In today’s world, “walking a mile in someone else's shoes” really just sounds exhausting. Luckily, a new study published in the journal Social Cognitive and Affective Neuroscience suggests that acetaminophen, the generic name for the popular pain reliever Tylenol, may curb your ability to do just that.
Researchers at Ohio State University found that when subjects took acetaminophen prior to learning of another persons’ physical or emotional pain, they were less likely to empathize with the person than those who were given a placebo.
“These findings suggest other people’s pain doesn’t seem as big of a deal to you when you’ve taken acetaminophen,” said co-author Dominik Mischowski. “Acetaminophen can reduce empathy as well as serve as a painkiller.”

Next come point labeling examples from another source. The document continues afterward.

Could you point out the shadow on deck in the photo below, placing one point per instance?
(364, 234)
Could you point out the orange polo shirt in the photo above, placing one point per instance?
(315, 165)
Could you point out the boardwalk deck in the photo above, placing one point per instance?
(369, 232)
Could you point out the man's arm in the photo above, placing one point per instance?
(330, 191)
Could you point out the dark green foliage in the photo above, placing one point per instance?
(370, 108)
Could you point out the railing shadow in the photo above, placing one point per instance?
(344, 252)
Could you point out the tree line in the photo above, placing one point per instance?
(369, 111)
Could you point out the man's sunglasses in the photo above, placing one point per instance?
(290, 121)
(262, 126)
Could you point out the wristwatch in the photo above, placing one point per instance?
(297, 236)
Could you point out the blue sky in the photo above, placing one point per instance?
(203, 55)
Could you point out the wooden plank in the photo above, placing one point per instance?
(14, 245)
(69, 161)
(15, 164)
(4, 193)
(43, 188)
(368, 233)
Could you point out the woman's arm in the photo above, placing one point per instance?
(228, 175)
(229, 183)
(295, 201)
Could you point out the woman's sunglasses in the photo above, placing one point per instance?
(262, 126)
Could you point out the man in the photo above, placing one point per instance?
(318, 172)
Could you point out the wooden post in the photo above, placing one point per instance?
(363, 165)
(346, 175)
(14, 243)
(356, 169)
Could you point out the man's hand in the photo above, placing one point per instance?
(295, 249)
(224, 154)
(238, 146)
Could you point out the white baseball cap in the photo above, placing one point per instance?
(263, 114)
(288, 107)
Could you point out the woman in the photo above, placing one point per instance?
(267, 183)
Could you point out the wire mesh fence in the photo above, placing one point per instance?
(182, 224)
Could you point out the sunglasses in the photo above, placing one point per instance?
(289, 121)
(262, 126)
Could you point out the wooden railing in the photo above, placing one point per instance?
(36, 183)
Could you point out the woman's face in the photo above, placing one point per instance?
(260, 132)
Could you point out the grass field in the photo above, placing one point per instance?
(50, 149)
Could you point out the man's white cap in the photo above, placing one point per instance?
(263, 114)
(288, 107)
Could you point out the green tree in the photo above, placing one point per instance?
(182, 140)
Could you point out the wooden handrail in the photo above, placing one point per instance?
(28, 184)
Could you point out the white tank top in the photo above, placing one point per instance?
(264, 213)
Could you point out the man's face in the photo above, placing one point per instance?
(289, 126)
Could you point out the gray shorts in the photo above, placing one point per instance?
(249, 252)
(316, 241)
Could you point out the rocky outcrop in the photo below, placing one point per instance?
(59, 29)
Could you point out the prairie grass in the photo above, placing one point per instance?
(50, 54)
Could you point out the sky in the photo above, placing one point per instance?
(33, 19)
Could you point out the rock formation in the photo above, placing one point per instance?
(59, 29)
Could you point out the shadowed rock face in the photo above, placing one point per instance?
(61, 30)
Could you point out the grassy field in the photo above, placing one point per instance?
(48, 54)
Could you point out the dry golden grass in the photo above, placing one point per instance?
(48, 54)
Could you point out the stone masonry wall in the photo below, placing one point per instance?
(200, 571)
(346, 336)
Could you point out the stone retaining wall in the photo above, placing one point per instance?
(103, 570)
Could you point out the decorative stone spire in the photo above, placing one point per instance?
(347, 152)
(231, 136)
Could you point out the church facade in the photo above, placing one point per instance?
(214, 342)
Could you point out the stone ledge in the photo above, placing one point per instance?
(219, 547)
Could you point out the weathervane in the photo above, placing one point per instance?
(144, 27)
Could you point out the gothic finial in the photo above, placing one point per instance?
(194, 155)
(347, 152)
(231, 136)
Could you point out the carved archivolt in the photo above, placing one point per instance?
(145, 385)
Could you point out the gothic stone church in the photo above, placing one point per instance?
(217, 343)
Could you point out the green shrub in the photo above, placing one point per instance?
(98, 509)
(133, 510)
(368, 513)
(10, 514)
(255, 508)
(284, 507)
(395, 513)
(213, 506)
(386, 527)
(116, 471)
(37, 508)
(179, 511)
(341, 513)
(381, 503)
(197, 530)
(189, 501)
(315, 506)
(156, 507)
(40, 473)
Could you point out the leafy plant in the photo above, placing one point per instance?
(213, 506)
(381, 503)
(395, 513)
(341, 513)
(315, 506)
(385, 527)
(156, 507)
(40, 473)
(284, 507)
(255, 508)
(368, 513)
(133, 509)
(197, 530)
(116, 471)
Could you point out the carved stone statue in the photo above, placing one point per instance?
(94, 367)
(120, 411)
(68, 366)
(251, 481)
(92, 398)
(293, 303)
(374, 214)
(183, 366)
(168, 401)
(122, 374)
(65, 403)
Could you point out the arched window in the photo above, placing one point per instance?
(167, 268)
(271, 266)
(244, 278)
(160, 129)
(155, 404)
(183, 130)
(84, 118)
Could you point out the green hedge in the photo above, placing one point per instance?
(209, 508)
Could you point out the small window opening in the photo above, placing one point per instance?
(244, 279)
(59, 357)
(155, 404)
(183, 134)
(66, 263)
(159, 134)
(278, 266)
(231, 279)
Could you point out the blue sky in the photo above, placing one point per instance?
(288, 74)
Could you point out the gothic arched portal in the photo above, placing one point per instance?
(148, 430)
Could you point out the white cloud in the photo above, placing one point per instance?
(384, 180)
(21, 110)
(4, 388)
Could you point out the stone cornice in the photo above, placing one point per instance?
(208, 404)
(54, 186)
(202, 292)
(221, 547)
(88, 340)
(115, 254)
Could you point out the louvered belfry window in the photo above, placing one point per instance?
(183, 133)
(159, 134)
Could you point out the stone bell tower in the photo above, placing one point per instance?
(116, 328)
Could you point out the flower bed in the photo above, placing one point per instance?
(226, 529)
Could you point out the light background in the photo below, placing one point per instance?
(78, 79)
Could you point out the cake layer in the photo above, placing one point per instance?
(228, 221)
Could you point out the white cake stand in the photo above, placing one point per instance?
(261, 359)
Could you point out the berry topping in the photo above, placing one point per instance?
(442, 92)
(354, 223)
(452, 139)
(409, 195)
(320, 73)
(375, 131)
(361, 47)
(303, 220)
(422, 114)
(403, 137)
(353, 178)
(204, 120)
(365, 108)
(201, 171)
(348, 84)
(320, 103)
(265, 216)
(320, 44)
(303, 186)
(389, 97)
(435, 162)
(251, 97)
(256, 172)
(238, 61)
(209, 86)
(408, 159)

In two double-blind studies, the researchers measured the reactions of subjects “reading physical or social pain scenarios, witnessing ostracism in the lab, or visualizing another study participant receiving painful noise blasts,” finding that the group given acetaminophen were less likely to experience “perceived pain, personal distress, and empathic concern.”
This isn't the first time research has discovered that Tylenol dulls pain beyond the standard headache. Last year, researchers discovered that the popular pain reliever—which is taken by a quarter of U.S. adults each week—blunts positive stimuli in addition to negative ones. A separate study released in 2013 discovered that the pill also reduces existential anxiety.